Il primo ha a che fare con la struttura motivazionale dei promotori: il prologo di ogni innovazione, infatti, è da ricondurre ad una domanda di ricerca.

Senza una motivazione autentica e il desiderio di volere affrontare un percorso anche le soluzioni o le risorse che si possono mettere in campo rischiano di essere non adeguatamente valorizzate, come diceva Alexis Carrel: «Nulla è più assurdo della risposta ad una domanda che non si pone»

L’energia di generare un cambiamento che trasformi uno spazio in un luogo non è perciò contenuta solo nell’urgenza di un bisogno (quante sono le aree di emergenza che ormai abbiamo metabolizzato come problemi da gestire e non da risolvere), ma innanzitutto nell’intenzionalità di un’azione.

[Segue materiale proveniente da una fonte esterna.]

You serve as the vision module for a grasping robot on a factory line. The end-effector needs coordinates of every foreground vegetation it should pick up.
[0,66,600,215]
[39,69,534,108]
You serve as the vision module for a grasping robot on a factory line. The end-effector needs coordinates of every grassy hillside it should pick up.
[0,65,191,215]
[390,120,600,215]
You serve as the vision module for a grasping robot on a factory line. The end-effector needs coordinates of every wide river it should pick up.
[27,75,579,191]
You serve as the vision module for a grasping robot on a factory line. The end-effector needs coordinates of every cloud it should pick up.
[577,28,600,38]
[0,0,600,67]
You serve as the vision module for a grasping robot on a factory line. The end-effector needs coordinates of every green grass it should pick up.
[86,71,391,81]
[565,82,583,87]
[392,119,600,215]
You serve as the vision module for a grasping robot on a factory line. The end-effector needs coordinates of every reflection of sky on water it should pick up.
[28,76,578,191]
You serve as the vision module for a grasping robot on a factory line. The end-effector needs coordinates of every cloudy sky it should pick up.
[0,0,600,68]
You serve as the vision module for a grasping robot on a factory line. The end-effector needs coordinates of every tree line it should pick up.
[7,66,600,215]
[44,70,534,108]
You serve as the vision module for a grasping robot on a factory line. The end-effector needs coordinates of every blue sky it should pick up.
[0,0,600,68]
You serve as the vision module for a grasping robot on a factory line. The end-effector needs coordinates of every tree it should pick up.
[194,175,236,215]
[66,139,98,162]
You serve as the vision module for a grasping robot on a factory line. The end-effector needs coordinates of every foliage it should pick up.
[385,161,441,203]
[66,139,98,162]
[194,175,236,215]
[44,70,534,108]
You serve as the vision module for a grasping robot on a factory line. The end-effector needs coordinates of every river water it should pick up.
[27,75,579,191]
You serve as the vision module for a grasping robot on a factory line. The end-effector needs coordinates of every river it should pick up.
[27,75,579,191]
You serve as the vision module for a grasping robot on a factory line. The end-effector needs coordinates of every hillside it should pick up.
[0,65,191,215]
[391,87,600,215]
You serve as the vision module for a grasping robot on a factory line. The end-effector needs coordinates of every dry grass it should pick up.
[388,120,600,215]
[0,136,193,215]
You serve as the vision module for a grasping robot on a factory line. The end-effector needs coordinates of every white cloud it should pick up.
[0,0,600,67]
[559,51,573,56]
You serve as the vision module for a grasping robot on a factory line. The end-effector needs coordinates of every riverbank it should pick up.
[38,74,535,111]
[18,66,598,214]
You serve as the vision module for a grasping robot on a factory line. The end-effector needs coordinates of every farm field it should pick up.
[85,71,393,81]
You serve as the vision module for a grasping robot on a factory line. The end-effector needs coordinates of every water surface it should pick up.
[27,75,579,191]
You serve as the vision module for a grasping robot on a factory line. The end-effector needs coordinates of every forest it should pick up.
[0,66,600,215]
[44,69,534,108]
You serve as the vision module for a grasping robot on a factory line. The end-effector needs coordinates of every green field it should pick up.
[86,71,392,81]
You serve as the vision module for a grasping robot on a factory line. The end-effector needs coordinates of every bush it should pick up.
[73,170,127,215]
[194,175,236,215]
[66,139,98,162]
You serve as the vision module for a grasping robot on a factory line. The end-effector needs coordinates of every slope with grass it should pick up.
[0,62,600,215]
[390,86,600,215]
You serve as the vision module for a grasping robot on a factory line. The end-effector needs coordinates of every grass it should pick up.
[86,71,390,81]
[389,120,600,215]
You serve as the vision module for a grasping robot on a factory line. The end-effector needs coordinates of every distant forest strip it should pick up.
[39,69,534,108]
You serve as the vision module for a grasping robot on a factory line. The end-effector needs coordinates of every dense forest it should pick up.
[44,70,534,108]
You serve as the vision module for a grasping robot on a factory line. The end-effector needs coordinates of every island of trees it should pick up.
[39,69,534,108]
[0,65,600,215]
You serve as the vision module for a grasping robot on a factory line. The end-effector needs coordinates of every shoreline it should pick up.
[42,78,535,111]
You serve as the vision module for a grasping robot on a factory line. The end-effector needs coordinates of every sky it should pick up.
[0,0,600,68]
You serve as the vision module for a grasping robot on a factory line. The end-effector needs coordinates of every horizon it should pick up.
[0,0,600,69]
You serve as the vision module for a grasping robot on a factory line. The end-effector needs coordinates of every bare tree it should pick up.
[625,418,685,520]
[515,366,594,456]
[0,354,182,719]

Se la motivazione, o come insegna Appadurai “la capacità di aspirare”, è l’alba di ogni progetto di rigenerazione, si capisce come sia fallace immaginare processi di community organizing e community building a partire dall’infrastrutturazione di opzioni tecniche senza avere la spinta di una solida base di motivazioni e aspirazioni degli abitanti.

Le esperienze osservate in questi anni sia nelle aree interne che nelle periferie urbane, pur nella loro eterogeneità, mi hanno convinto che i veri asset dormienti (sleeping asset) non sono solo gli immobili non utilizzati, i luoghi abbandonati, i beni comuni non valorizzati, bensì le preferenze di chi abita (abitanti), di chi vorrebbe tornare ad abitare (ritornanti) e di chi trova senso nell’orientare le proprie competenze e i propri progetti di vita in luoghi distanti dal proprio (alieni).

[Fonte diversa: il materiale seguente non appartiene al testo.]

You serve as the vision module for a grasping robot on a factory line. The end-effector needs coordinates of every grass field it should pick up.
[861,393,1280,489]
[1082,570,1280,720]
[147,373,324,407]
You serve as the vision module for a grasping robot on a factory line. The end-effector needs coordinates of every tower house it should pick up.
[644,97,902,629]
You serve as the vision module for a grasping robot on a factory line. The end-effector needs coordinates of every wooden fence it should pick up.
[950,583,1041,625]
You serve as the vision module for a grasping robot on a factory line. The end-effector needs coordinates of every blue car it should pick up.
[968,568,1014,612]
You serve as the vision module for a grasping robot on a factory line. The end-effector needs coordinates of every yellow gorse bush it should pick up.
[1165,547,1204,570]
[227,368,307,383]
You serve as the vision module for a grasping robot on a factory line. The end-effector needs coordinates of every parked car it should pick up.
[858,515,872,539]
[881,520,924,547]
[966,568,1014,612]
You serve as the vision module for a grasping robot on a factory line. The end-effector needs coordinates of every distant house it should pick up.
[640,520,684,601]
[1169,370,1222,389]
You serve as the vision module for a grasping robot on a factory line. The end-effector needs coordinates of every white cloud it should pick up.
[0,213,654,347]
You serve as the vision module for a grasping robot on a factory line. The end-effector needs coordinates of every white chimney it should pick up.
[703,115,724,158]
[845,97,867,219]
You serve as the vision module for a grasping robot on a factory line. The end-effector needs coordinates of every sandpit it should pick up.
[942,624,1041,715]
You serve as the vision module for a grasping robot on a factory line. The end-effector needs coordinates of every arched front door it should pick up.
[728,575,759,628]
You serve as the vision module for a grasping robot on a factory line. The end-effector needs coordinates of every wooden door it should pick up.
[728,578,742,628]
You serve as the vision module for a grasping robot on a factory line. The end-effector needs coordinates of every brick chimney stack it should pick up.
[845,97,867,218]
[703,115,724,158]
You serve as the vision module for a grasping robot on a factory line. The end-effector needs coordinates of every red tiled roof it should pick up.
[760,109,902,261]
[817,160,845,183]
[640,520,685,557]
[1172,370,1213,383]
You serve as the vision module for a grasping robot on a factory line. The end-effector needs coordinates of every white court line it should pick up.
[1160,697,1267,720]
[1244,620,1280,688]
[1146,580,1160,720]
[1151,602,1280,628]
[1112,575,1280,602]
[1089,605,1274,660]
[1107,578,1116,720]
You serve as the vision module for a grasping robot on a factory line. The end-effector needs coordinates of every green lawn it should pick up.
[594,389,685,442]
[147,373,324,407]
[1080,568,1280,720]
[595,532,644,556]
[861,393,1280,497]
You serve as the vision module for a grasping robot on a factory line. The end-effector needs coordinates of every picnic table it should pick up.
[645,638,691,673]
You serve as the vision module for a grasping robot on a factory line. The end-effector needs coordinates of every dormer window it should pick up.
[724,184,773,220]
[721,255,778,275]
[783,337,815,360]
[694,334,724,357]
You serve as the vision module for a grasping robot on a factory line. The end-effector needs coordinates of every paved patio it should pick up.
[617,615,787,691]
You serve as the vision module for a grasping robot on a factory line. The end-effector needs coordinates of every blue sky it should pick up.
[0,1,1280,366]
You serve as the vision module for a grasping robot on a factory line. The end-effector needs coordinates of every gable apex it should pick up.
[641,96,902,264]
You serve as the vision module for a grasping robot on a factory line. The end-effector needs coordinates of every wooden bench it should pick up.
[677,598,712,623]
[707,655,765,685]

Abitanti, ritornanti e alieni sono parte significativa di quelle minoranze profetiche che fungono da “cellula staminale” dentro i percorsi di rigenerazione: un ingrediente indispensabile per favorire quella “nascita sociale” che è premessa poi di comunità intraprendenti e di soluzioni imprenditoriali comunitarie capaci, attraverso logiche multifunzionali e multistakeholder (insomma ibride), di avviare processi sostenibili e duraturi di rigenerazione.

Ecco che quindi il primo passo verso un processo di rigenerazione non è un master plan dove strumentalmente si disegnano percorsi partecipativi, ma un’azione maieutica, conversazionalerivolta e condivisa con quella che Giovanni Teneggi chiama “Economia di Abitanti”; una fase in cui è protagonista l’informalità e dove i “riti e i piaceri del cooperare” (R. Sennet) diventano meccanismi generativi di un processo spesso non catturabile da un diagramma di Gaant.

Il secondo aspetto riguarda il fine, ossia il telòs. Un’azione di rigenerazione sociale implica sempre un’azione comune (common action) le cui caratteristiche distintive sono definite da tre tratti:

  • coloro che partecipano devono avere consapevolezza della propria interdipendenza;
  • nell’azione comune le persone mantengono la propria identità e responsabilità;
  • i componenti condividono la consapevolezza e la tensione al raggiungimento di un obiettivo comune.